Type plan: bestemmingsplan
Naam van het plan: Erica, Camping op Fietse
Status: vastgesteld
Plan identificatie: NL.IMRO.0114.2011011-0701

3.2 Ecologie

3.2.1 algemeen

Sinds april 2002 regelt de Flora- en faunawet (Ffw) de bescherming van de in het wild voorkomende inheemse planten en dieren. Met de inwerkingtreding van de Ffw is een belangrijk deel van de doorwerking van de Europese Vogel- en Habitatrichtlijn geregeld. Samen met de Natuurbeschermingswet heeft de Ffw tot doel de Nederlandse natuur te beschermen.
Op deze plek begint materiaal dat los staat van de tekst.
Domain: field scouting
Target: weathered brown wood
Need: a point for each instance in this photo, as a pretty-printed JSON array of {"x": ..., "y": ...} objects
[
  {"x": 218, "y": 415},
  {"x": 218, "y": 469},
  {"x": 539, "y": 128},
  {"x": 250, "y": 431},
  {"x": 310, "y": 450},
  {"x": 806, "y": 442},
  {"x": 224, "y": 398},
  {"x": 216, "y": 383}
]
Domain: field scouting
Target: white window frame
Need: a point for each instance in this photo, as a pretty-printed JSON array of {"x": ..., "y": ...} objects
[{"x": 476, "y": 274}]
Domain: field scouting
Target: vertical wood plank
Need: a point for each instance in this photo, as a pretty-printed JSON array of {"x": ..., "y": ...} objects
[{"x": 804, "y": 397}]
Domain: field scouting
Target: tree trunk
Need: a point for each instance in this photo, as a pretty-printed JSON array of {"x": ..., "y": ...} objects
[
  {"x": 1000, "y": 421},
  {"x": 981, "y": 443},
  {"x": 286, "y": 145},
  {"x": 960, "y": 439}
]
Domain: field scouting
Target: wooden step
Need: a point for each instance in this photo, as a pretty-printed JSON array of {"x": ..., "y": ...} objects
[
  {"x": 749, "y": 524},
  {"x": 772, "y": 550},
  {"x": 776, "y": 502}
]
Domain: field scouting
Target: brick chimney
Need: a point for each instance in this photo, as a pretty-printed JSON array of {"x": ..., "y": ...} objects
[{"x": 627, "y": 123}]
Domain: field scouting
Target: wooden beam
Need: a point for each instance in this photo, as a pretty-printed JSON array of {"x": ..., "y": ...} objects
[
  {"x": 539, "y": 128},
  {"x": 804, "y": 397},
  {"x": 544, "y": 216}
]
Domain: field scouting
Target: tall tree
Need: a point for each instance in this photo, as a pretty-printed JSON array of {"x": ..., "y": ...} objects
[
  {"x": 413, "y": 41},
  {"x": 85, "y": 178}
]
De Ffw heeft dan ook belangrijke consequenties voor ruimtelijke plannen. Met het in werking treden van de Ffw heeft de natuurtoets een sterker accent in de totale beoordeling van milieuaspecten in bestemmingsplannen gekregen. Het gaat hierbij voornamelijk om gevolgen voor de flora en fauna van nieuwe ruimtelijke ontwikkelingen.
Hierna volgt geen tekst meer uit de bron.